Jürgen Dzudzek und Kenan Ilhan verschicken dieser Tage Eisenbahnschienen mit der Post – zentimeterbreite Stücke, die sich gerade noch so transportieren lassen. „Sie halten möglicherweise eines der letzten Stücke Eisenbahnschiene aus deutscher Produktion in den Händen“, steht im Begleitschreiben. Es wirkt wie ein verzweifelter Versuch, doch noch die Schließung des Schienenwerks in Duisburg zu verhindern. Zum Jahresende will der österreichische Konzern Voestalpine das letzte deutsche Schienenwerk dicht machen. Und zunehmend rückt in den Blickpunkt, dass nicht nur die Beschäftigten, sondern vermutlich auch Steuerzahler und Bahnkunden einen Preis für die Abwicklung zahlen.
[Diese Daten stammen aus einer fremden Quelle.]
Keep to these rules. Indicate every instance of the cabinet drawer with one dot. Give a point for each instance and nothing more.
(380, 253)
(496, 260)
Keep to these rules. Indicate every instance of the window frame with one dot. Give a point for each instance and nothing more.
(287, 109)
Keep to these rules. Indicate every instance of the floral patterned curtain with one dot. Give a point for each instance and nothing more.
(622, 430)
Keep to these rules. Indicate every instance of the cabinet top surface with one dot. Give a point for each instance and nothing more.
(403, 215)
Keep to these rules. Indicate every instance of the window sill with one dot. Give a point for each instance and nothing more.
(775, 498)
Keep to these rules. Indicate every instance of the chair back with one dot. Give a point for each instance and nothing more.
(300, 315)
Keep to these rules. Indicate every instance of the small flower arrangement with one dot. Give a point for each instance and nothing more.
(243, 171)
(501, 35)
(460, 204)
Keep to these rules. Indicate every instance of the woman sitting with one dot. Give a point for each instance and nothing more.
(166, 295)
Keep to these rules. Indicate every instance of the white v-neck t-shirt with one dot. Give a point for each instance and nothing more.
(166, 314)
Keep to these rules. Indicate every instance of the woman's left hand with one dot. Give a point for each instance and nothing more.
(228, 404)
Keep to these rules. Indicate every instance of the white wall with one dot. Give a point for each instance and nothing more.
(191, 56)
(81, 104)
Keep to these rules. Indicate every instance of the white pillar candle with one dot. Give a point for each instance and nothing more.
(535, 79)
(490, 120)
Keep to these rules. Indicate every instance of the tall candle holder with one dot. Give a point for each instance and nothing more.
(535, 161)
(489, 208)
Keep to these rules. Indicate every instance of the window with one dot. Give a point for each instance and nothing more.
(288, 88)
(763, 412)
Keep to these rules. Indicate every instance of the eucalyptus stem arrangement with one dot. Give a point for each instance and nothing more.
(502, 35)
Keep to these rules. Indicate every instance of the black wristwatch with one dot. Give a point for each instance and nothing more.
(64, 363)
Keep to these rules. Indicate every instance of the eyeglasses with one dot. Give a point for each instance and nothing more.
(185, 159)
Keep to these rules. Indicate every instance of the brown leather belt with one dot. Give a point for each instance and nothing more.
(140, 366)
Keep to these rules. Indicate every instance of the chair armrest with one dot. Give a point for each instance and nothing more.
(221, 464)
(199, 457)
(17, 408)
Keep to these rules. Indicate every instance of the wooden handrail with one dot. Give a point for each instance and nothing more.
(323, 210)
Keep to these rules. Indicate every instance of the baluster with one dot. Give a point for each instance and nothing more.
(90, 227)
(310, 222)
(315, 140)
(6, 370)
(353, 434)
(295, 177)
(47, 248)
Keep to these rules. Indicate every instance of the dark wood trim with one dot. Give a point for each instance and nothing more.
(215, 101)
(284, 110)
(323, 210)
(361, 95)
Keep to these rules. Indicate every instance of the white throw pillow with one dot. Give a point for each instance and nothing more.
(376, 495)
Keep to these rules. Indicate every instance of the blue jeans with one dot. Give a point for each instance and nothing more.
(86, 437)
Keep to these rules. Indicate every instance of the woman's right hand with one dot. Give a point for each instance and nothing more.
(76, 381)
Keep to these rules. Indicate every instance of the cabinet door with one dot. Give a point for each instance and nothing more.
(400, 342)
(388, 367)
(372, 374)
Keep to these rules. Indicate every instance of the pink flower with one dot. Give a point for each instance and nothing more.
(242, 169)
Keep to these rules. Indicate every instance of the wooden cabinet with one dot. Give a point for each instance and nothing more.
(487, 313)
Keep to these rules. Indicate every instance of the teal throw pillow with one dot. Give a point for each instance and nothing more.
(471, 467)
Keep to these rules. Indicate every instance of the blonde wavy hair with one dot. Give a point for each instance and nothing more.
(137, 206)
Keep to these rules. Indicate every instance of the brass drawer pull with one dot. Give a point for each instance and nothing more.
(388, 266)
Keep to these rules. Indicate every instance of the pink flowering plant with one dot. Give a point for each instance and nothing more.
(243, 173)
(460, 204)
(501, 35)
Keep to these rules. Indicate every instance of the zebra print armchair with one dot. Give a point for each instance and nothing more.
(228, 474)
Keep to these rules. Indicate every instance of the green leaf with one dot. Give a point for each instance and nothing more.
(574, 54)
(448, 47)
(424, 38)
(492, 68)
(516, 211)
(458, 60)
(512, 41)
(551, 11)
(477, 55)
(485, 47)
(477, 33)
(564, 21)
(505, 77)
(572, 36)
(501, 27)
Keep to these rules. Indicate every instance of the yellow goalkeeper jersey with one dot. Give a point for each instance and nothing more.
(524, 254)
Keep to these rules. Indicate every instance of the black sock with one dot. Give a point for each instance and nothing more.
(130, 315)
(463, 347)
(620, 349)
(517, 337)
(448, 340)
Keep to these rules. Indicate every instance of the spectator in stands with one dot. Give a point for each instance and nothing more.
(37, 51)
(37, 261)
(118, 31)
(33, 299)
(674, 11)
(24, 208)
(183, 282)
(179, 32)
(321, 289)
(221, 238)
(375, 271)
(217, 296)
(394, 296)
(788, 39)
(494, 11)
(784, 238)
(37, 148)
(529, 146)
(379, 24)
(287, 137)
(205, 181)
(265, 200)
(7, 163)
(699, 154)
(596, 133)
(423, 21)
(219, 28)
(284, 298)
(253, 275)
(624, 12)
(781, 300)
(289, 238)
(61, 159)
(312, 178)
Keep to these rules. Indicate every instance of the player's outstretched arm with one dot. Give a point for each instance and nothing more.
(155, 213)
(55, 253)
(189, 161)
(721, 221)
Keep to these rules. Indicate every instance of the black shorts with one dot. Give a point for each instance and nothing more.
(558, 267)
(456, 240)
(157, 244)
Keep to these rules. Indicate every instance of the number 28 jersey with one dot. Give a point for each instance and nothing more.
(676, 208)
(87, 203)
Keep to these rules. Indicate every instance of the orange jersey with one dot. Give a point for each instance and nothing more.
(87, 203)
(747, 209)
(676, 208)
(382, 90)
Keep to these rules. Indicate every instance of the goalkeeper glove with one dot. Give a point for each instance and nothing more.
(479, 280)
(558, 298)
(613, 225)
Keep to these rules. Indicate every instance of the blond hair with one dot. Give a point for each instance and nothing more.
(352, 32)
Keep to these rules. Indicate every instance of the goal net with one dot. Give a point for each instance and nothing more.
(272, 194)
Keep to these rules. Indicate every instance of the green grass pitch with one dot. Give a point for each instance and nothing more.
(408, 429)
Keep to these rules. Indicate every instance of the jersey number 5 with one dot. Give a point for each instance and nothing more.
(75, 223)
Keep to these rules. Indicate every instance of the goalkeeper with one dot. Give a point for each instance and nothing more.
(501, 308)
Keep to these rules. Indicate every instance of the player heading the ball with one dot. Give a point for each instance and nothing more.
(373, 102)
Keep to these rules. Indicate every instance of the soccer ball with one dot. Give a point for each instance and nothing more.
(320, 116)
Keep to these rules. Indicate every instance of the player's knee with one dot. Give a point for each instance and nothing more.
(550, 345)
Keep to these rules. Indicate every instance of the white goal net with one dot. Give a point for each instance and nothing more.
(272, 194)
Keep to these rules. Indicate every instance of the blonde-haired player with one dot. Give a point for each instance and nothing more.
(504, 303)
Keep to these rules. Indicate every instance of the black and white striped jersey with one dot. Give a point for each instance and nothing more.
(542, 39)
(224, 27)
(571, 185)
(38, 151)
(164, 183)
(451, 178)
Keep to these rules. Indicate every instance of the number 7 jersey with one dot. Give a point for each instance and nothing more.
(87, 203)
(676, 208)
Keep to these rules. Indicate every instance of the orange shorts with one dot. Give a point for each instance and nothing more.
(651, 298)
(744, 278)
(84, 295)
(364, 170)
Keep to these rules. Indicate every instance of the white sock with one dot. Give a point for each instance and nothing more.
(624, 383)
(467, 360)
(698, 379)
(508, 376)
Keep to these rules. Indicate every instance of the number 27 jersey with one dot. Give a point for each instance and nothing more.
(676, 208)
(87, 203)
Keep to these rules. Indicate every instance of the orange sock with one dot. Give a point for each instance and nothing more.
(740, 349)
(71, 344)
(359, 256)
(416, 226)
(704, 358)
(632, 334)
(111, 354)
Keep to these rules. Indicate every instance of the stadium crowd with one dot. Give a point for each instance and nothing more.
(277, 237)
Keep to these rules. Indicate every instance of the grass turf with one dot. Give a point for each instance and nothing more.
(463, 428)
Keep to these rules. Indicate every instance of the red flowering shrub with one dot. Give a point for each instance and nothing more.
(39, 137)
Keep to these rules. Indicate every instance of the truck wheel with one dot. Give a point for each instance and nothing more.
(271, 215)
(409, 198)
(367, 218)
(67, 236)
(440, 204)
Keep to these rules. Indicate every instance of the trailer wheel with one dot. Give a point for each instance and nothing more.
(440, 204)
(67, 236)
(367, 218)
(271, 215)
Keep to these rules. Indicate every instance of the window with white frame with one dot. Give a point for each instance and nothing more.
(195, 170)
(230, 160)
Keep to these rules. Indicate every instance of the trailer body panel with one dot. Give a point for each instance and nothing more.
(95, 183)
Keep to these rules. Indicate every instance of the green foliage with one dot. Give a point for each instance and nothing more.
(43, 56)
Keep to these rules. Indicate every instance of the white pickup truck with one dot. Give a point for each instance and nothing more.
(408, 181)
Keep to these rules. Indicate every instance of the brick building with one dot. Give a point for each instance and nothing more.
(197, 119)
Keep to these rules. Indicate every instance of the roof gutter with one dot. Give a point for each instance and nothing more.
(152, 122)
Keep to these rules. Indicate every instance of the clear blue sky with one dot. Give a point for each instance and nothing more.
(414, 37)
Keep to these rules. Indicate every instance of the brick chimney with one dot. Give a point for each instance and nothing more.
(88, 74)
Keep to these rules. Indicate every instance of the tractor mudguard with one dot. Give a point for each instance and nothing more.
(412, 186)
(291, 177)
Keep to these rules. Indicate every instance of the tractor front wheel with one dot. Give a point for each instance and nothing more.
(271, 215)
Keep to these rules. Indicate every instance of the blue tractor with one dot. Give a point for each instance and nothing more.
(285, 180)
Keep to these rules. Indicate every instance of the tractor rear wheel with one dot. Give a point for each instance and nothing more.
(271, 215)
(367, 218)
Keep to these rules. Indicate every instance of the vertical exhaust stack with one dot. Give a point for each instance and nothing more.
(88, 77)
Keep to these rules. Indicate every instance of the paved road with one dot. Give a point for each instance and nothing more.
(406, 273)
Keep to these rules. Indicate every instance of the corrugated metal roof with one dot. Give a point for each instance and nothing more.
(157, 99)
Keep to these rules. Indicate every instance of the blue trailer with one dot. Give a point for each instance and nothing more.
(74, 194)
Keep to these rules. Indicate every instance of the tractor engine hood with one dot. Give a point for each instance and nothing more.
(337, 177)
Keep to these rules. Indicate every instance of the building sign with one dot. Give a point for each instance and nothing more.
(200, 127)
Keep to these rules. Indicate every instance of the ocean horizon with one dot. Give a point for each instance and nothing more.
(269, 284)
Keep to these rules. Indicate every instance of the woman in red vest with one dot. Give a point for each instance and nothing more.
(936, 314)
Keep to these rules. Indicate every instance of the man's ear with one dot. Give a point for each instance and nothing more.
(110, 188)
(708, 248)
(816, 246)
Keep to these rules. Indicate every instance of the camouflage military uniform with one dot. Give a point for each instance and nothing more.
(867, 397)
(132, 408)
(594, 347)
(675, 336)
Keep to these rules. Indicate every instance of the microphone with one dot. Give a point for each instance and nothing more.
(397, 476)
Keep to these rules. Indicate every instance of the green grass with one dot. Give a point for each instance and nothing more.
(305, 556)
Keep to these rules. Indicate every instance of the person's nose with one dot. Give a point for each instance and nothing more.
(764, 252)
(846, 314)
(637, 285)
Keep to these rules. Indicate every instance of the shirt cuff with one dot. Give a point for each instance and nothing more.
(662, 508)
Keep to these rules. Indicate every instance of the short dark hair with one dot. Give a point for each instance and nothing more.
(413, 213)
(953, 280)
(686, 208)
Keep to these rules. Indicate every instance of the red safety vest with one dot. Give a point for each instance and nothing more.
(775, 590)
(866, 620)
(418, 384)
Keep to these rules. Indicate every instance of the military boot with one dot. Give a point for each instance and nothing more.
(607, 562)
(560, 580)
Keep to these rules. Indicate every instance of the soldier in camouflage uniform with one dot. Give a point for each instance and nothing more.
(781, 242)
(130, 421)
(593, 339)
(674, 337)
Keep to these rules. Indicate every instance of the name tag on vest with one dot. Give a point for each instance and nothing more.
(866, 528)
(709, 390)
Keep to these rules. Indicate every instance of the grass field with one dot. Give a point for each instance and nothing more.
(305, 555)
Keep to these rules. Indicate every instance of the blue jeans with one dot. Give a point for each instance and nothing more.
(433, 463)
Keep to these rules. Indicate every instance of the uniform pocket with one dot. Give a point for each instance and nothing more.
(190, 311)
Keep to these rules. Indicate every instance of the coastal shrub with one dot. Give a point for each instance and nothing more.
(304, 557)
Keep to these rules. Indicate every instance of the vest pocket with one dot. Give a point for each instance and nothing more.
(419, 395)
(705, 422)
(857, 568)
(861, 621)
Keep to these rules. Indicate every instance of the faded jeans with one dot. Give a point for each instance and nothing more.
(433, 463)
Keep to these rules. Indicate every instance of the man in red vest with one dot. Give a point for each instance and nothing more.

Der Chef der IG Metall in NRW, Knut Giesler, warnt eindringlich vor weitreichenden Folgen einer Werksschließung. „Es ist zu befürchten, dass die Schienenpreise deutlich steigen werden, da es nicht mehr ausreichend Wettbewerb in der Branche gibt, wenn das letzte deutsche Schienenwerk schließt“, sagte Giesler dieser Zeitung. „Die Kosten tragen am Ende die deutschen Steuerzahler und die Bahnkunden.“

Bleibt es beim Schließungsbeschluss, kommen die Schienen für die Deutsche Bahn oder kommunale Verkehrsbetriebe in Zukunft aus Spanien, Polen, Österreich, Großbritannien, Tschechien und Italien. „In den nächsten Jahren müssen Hunderte Millionen Euro ins deutsche Schienennetz investiert werden“, sagt Giesler voraus. „Diese Gelder fließen komplett ins Ausland, wenn es in Deutschland keine Produktion mehr gibt.“

Das Duisburger Schienenwerk, das heute unter dem Kürzel TSTG firmiert, wurde im Jahr 1894 von August Thyssen gebaut und gehörte viele Jahre lang zum heutigen Thyssen-Krupp-Konzern. 2001 übernahm der österreichische Konzern Voestalpine den Betrieb, der aktuell rund 400 Mitarbeiter beschäftigt. Konzernchef Wolfgang Eder betonte unlängst, er sehe keine sinnvolle Alternative zur Werksschließung. „Es hat keinen Sinn, die Menschen hinzuhalten, hinzuhalten, hinzuhalten“, sagte Eder.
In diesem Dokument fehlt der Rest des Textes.